On Monday, Nov. 18, the session Pediatric ANCA-Associated Vasculitis, which will take place from 1–2 p.m. ET in Room 204ABC of the Walter E. Washington Convention Center, will feature a pair of experienced physician-researchers who will discuss the latest study findings, current and future research directions, and emerging therapeutic strategies in treating ANCA-associated vasculitis in children. The session will be available on demand within 48 hours for registered ACR Convergence 2024 participants.
“Because of its rarity, ANCA-associated vasculitis in children has been very difficult to study,” said Kimberly Morishita, MD, Clinical Associate Professor at the University of British Columbia, Canada, a pediatric rheumatologist at BC Children’s Hospital in Vancouver whose research focus is in pediatric vasculitis and translational medicine, with particular interest in outcomes research in ANCA-associated vasculitis.
Although ANCA-associated vasculitis research in the adult world has flourished in the past 10 to 20 years, Dr. Morishita said that progress in the pediatric world has lagged behind due to the lack of needed patient numbers to do meaningful research.

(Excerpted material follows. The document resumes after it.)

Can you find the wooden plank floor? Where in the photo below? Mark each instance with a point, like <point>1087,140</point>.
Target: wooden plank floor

“A lot of information that we do have has been extrapolated from adult studies,” she said. “That leaves us to question whether this disease is actually the same in children, and whether it’s appropriate to use the adult literature and adult guidelines when we counsel families of children diagnosed with ANCA-associated vasculitis.”
Dr. Morishita hopes that a growing emphasis on pediatric-specific research will help to answer those questions. In her presentation, she will discuss ongoing research efforts at her center and other centers looking at organ-specific outcomes in pediatric ANCA-associated vasculitis.

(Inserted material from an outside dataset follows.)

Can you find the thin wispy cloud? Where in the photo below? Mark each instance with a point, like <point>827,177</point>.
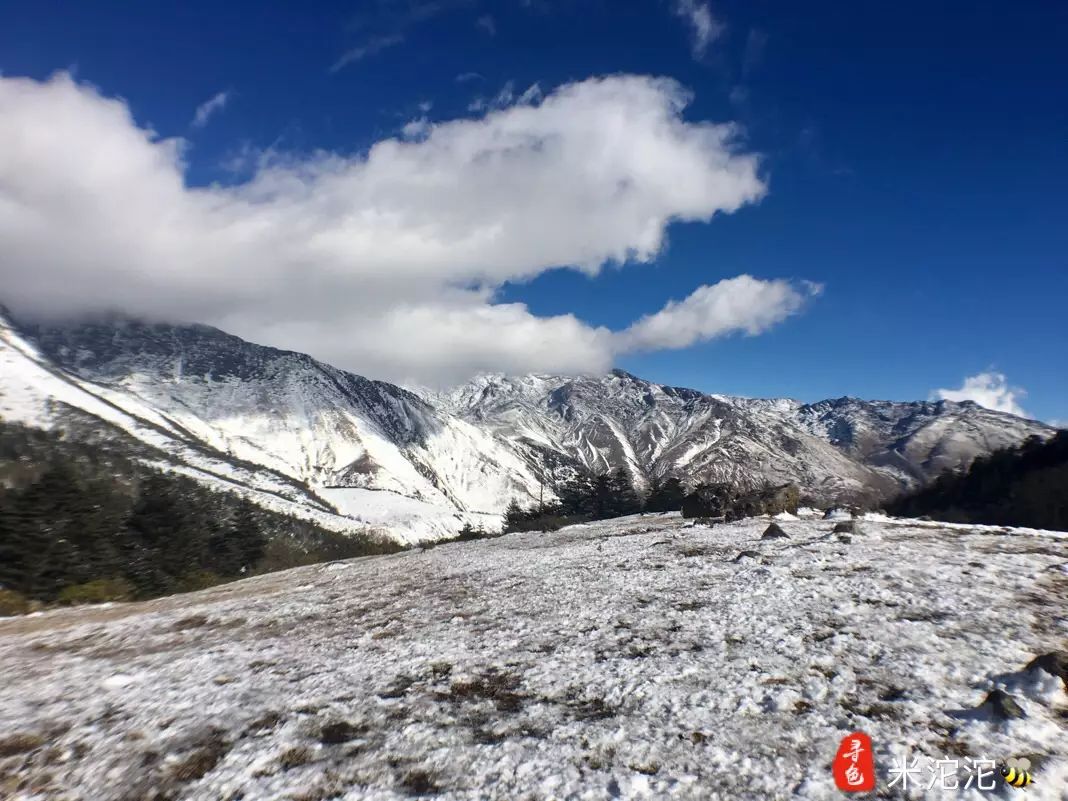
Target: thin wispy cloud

“In this disease, major organs are typically involved, often the kidneys and the lungs. There may be non-major organ involvement as well, though we tend to focus on those major organs because they typically guide our treatment,” Dr. Morishita said. “The bulk of research recently has been on renal disease and renal outcomes, less on some of the other organs, but as we get more patient data and more patient numbers, we’re increasingly able to look more specifically at how each organ is doing.”
She is hopeful that collaborative research efforts and a growing amount of pediatric-specific patient data becoming available through international registries will continue to drive research and ultimately lead to the improvement of specific guidance on the diagnosis, treatment, and management of the disease in pediatric patients, she said.
“Through the combined efforts of groups from around the world, we’ve accrued a large number of pediatric patients, which has enabled us to begin to reach more pediatric-specific conclusions and do more meaningful research,” Dr. Morishita said. “We need to do larger, more prospective studies to truly understand if what we’re seeing in these early studies holds true, but we’re making a lot of progress.”
Also during this session, Peter Merkel, MD, MPH, Chief of Rheumatology and Professor of Medicine and Epidemiology at the University of Pennsylvania, will discuss how some of the lessons learned from studies of ANCA-associated vasculitis in adults have translated to studying and treating the condition in children.